This is the final post of “The Life of Charlie”, the experiment where I put one of my sealed papier mache pumpkins outside to withstand the elements and see how it goes.
The good news is that Charlie survived without a trace of damage due to moisture, this information should give you a little confidence when displaying your hard work outside.
Charlie is still outside, but now he has a little bit of company as he joins 22 other pumpkins for a pre-Halloween display on our front porch.
He’s happy to have some company and even happier that a good coat of Spar Urethane kept him safe and sound.
Thanks Charlie and have a great Halloween!
Finally painted five pumpkins that were created for a Great Lakes FrightFest demonstration last spring, these pumpkins were painted with an airbrush, sealed, then washed with black paint.
The final coat of black paint was wiped from the surface with a damp cloth leaving only traces of the paint in recessed areas.
The coat of sealant protected the paint applied by the airbrush.
The resulting pumpkins are a little brighter but still have a lot of visible texture due to the addition of the black paint.
Finally getting some projects completed for our Halloween Display 2010, these three large pumpkins stand almost three feet tall and are a mash up of several different projects.
The tutorial will be available after Halloween, for now I need to keep checking projects off the list.
So what do 13 tortured pumpkins waiting for their final paint look like?
The pumpkins have been base coated with flat black latex paint then dry brushed with flat white latex.

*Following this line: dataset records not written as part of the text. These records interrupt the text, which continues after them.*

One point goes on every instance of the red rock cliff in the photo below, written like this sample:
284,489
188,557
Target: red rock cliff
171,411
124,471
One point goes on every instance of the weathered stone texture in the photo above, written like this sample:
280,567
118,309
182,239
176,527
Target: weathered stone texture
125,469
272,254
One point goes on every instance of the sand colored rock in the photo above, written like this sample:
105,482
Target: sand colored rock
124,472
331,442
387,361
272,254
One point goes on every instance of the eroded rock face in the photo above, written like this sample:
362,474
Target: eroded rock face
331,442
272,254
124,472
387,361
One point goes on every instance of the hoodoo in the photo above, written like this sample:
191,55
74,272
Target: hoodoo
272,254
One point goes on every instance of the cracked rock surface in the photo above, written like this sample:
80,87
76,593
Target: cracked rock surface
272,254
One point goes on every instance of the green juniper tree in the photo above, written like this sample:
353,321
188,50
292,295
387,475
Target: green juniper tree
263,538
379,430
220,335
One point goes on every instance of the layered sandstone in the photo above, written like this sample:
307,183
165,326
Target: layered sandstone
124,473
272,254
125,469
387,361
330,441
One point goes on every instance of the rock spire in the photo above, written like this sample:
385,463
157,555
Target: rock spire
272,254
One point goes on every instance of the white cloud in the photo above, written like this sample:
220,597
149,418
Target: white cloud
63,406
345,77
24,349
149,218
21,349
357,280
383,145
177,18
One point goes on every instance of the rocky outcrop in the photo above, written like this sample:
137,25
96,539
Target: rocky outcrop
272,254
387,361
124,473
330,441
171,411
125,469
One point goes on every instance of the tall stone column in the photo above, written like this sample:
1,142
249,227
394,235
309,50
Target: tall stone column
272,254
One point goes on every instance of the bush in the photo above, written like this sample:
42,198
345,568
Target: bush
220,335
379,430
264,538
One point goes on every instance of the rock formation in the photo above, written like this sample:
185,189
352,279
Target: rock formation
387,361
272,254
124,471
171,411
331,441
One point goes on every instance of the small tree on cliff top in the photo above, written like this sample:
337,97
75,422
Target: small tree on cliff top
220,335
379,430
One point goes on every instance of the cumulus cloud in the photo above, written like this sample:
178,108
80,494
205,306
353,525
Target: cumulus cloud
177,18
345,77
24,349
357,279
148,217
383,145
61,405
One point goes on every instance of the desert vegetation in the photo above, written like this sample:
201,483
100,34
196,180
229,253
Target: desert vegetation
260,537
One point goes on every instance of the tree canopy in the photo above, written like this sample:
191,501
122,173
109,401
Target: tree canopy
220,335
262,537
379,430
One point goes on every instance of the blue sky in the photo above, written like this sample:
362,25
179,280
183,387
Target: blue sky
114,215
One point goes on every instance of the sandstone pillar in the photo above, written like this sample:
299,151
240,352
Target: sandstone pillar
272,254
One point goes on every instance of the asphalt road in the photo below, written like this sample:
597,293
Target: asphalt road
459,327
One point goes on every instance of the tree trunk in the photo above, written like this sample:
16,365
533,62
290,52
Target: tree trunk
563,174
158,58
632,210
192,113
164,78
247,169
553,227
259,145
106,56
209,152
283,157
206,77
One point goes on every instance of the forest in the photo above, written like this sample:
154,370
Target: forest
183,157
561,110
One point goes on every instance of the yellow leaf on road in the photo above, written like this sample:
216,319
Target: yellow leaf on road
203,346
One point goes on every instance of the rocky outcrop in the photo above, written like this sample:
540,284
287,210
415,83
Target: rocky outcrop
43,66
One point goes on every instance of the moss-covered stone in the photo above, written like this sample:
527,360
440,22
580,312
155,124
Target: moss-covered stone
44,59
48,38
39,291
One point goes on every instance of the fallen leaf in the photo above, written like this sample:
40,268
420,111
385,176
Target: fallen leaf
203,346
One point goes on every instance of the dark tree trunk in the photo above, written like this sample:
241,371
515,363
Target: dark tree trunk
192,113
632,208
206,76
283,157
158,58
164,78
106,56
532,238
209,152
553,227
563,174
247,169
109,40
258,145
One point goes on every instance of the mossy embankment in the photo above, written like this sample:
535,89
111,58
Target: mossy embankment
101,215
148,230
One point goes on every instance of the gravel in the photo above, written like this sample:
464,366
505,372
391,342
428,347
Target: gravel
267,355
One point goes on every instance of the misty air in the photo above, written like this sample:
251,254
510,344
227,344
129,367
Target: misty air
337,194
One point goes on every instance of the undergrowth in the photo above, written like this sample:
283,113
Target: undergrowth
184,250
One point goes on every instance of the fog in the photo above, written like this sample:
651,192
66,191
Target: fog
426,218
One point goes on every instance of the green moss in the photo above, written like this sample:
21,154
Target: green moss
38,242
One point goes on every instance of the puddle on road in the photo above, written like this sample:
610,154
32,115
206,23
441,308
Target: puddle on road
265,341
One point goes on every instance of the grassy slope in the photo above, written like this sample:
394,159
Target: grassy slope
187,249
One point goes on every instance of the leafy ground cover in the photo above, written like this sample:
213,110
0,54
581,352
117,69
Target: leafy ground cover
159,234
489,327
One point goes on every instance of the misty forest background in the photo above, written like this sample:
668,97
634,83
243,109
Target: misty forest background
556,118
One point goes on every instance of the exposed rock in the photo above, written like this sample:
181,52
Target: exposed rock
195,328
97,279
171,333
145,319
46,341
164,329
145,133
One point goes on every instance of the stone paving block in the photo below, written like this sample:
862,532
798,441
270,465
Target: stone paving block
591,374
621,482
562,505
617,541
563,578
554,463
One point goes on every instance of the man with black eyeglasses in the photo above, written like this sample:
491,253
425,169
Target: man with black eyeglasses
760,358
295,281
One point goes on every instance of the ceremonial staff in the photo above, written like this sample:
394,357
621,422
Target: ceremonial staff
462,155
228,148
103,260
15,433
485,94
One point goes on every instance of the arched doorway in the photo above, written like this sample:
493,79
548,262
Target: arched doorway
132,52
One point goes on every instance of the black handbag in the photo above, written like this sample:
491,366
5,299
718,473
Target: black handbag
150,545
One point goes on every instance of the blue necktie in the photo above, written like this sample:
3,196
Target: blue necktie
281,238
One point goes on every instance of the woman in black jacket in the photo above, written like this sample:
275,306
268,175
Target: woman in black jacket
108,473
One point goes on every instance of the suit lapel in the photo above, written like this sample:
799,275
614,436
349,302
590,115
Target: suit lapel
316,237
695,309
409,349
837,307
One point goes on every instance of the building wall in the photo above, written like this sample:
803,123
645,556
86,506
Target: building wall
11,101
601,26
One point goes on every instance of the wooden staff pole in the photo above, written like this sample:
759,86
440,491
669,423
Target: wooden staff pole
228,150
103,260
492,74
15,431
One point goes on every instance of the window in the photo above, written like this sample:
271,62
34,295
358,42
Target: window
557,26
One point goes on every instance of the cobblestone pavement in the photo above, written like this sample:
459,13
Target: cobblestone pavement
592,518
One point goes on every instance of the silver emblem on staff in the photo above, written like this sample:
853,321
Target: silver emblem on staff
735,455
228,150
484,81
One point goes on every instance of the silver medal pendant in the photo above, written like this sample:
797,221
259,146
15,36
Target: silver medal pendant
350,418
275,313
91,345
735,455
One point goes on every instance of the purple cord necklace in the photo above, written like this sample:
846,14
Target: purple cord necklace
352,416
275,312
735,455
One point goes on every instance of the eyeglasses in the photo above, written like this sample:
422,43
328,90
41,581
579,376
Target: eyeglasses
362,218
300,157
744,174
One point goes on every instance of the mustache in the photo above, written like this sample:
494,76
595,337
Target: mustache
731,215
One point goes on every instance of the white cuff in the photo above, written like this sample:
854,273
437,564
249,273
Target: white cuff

The next step involves colorizing with some various color of oil stains…this is sort of experimental, something I’ve never done before.
If you are really a keen reader you notice that there are actually 14 pumpkins in the picture, the 14th pumpkin was made as a guinea pig, an experimental pumpkin on which I can play around with the color.
Congratulations go out to Scott Alan Dimmick, the winner of the “Build Me A Pumpkin” contest on the STOLLOWEEN Facebook page.
Scott’s name was randomly drawn from over 90 entries scoring him a custom built pumpkin of his liking. Scott’s concept was a “ground breaking, undead pumpkin, pushing itself out of the ground with its rotting vine arms.
Work has begun on the undead pumpkin including the first layers of strip mache and some concept sketches rendered in Photoshop to help guide me in the building process.
The illustrations are for reference only as during the construction more elaborate details will be added specifically the gnarly vines on the arms.
Building a prop for another Halloween enthusiast is sort of cool and you can check out Scott’s love for the holiday on his website called The Never Moor.
These three pumpkins were started a couple of weeks ago and are the result of mixing three of my different projects into one…the trash bag pumpkins, the new cardboard strip pumpkins and the screaming ½ skulls.
The progress so far is promising…these guys will eventually have eyeballs and get painted with an airbrush.
This year’s construction of our annual Halloween display called “The Papier Mache Nightmare” is behind schedule (as always it seems) due to a very busy last couple of months.
To everyone that has sent me questions via email please know that I am working on getting them answered and those of you that took time to send me nice comments please know that they were greatly appreciated.
Currently I’m hoping to finish all of my prop building by this weekend and the display is scheduled to be up on Friday, October 30th and Saturday, October 31st.
In the works are two large five foot Dungeon Rats named “Riff” and “Raff”, eight new pumpkins featuring some new techniques, cemetery columns and fence plus my modified Sentinels.
Things are progressing, look for photos of this year’s display and new tutorials sometime in November, until then please have a safe and fantastic Halloween 2009!